What Makes a Quality Site According to Matt Cutts
The head of Google’s Search Spam team, Matt Cutts, was recently interviewed by Eric Enge on the subject of “What Makes a Quality Site.” It’s a good quick read that should get you thinking about how you can improve your site and thus generate more traffic. Written below is what I got from it.
We know that everybody with a website wants to rank higher in Google to generate additional traffic to their site. And they want to accomplish the higher rankings as soon as possible and with the least amount of effort. While in the past it has been quite easy to accomplish this by taking advantage of certain loopholes and ranking indicators, Google is working to make it more difficult. And this upsets a lot of webmasters.
“Why should I have to work harder for something that was so easy in the past?”
The overarching reason for this is because Google’s search results serve up a lot of spammy, repetitive websites built to manipulate the results. Pushing for sites to strive for quality is a way ‘to improve the quality of search results’.
What can we take away from this interview to help improve our sites?
- Rather than regurgitating the same content that already exists, work to bring additional value.
- Focus on what differentiates you. Describe what makes you special. This can be difficult for e-commerce sites that sell the same products as many other sites – get creative. See number 1 above.
- Focus on distinguishing yourself in a niche area before going head-to-head with the big players. If you follow the above steps, your unique content has a good chance at cracking the first page because Google values diversity in the search results.
- SEO isn’t really about ‘link building’. Yes, acquiring links to your site helps achieve rankings but focus your efforts at a higher level. Approach this at the PR/marketing level and you’ll avoid wasting time seeking out useless links.
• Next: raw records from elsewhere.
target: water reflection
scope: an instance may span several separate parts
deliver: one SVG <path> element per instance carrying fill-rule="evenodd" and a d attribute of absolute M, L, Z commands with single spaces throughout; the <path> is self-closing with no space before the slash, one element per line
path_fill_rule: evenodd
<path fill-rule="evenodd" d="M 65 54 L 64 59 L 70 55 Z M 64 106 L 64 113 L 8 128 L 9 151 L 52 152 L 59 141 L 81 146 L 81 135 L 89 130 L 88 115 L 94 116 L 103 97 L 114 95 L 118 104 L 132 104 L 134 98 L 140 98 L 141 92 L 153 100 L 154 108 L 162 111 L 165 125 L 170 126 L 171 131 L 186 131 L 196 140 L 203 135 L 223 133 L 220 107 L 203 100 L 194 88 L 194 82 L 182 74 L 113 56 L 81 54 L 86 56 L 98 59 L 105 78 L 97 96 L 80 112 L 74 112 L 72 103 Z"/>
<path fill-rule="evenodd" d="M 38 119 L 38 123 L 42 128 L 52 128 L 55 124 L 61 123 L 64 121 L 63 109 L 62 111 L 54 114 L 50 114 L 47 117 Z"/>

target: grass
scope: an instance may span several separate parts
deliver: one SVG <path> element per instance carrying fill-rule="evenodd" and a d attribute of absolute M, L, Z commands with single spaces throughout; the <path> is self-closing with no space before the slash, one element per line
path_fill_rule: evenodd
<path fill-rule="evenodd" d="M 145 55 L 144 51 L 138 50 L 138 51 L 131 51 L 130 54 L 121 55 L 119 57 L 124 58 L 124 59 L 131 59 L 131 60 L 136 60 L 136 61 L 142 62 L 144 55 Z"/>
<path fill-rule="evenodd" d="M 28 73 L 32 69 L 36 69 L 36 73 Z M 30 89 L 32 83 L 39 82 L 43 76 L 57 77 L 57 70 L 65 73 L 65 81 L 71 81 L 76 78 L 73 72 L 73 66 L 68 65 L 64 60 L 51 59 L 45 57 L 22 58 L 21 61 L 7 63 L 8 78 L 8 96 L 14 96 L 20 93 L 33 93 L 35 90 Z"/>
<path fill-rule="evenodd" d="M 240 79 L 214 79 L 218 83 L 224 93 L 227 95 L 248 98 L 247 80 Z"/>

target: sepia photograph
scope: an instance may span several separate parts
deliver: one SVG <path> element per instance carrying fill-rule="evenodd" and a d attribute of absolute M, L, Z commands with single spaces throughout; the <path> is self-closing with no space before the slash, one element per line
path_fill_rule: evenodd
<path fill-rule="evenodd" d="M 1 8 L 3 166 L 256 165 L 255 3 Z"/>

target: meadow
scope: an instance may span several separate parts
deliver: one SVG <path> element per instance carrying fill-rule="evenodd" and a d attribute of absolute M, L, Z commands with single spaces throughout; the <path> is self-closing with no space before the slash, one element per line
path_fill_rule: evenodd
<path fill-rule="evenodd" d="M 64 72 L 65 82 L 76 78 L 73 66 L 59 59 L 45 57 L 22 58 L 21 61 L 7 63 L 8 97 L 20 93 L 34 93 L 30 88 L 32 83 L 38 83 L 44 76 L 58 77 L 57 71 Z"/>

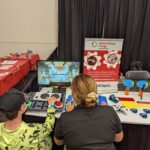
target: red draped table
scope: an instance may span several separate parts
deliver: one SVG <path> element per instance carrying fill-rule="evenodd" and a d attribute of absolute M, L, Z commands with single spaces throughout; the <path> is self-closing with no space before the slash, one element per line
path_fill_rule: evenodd
<path fill-rule="evenodd" d="M 28 55 L 26 53 L 21 53 L 21 54 L 11 54 L 6 57 L 0 58 L 0 60 L 28 60 L 29 65 L 30 65 L 30 70 L 35 70 L 36 69 L 36 62 L 40 60 L 39 54 L 32 54 Z"/>
<path fill-rule="evenodd" d="M 16 85 L 30 71 L 28 60 L 16 60 L 14 64 L 8 60 L 0 62 L 0 95 Z"/>

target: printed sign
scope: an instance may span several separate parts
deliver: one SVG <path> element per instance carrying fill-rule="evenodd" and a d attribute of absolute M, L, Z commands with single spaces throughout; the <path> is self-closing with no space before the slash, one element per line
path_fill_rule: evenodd
<path fill-rule="evenodd" d="M 97 82 L 98 90 L 117 90 L 123 39 L 86 38 L 83 72 Z"/>

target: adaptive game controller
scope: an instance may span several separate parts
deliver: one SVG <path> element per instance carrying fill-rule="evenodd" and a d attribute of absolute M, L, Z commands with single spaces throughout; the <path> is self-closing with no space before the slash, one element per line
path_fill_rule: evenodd
<path fill-rule="evenodd" d="M 114 94 L 109 96 L 109 100 L 114 102 L 114 103 L 118 103 L 119 102 L 119 100 L 117 100 L 117 97 Z"/>
<path fill-rule="evenodd" d="M 125 109 L 124 106 L 121 106 L 121 105 L 113 105 L 113 108 L 116 112 L 120 112 L 124 115 L 127 115 L 127 110 Z"/>

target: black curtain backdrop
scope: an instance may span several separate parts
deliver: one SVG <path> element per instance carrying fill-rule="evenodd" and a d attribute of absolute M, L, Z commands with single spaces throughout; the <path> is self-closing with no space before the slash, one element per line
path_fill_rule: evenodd
<path fill-rule="evenodd" d="M 102 37 L 104 0 L 59 0 L 60 60 L 83 62 L 84 38 Z"/>
<path fill-rule="evenodd" d="M 142 61 L 150 71 L 148 0 L 58 0 L 58 58 L 83 62 L 84 38 L 123 38 L 120 71 Z"/>

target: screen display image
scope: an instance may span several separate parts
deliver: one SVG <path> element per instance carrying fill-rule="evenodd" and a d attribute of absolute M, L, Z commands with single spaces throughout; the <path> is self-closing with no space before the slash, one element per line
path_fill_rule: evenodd
<path fill-rule="evenodd" d="M 79 62 L 39 61 L 38 84 L 43 86 L 70 85 L 79 72 Z"/>

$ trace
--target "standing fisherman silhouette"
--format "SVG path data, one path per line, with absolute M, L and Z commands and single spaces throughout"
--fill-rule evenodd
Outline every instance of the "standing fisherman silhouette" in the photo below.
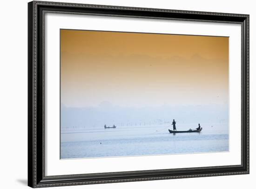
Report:
M 200 130 L 201 128 L 201 126 L 200 126 L 200 124 L 198 124 L 198 127 L 196 128 L 196 130 Z
M 173 125 L 173 130 L 176 130 L 176 122 L 175 122 L 175 120 L 174 119 L 172 122 L 172 124 Z

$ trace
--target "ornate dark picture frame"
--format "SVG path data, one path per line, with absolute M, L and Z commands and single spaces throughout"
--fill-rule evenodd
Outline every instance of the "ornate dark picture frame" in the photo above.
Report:
M 39 188 L 249 173 L 249 15 L 37 1 L 28 3 L 28 9 L 29 186 Z M 241 24 L 241 164 L 233 166 L 46 176 L 44 16 L 47 12 Z

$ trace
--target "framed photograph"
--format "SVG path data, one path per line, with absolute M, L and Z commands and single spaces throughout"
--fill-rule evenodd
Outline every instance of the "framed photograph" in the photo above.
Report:
M 33 188 L 249 173 L 249 15 L 28 3 Z

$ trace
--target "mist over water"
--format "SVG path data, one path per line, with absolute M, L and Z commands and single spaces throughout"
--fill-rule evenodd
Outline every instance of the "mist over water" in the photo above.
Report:
M 61 159 L 229 151 L 228 110 L 223 106 L 62 108 Z M 202 130 L 170 134 L 173 119 L 177 130 L 195 129 L 198 123 Z M 105 124 L 116 128 L 104 129 Z

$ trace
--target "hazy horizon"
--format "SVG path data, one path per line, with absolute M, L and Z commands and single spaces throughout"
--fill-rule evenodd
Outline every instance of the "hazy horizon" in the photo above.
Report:
M 229 38 L 61 30 L 61 102 L 229 103 Z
- Infographics and other types of link bait might soon be devalued by Google. This is yet another effort that has been used to garner a large quantity of links and thus used to manipulate search results. While some/many infographics are useful and of high quality, there are, according to Google, too many that are unresearched and of low quality.
- Sites that have many entry pages, such as restaurants that have locations in many cities, have typically created pages for each city with virtually the same, redundant copy. Cutts advises to cut the redundancy and replace with more unique content – even if its only 2 or 3 sentences. Again, see number 1 above.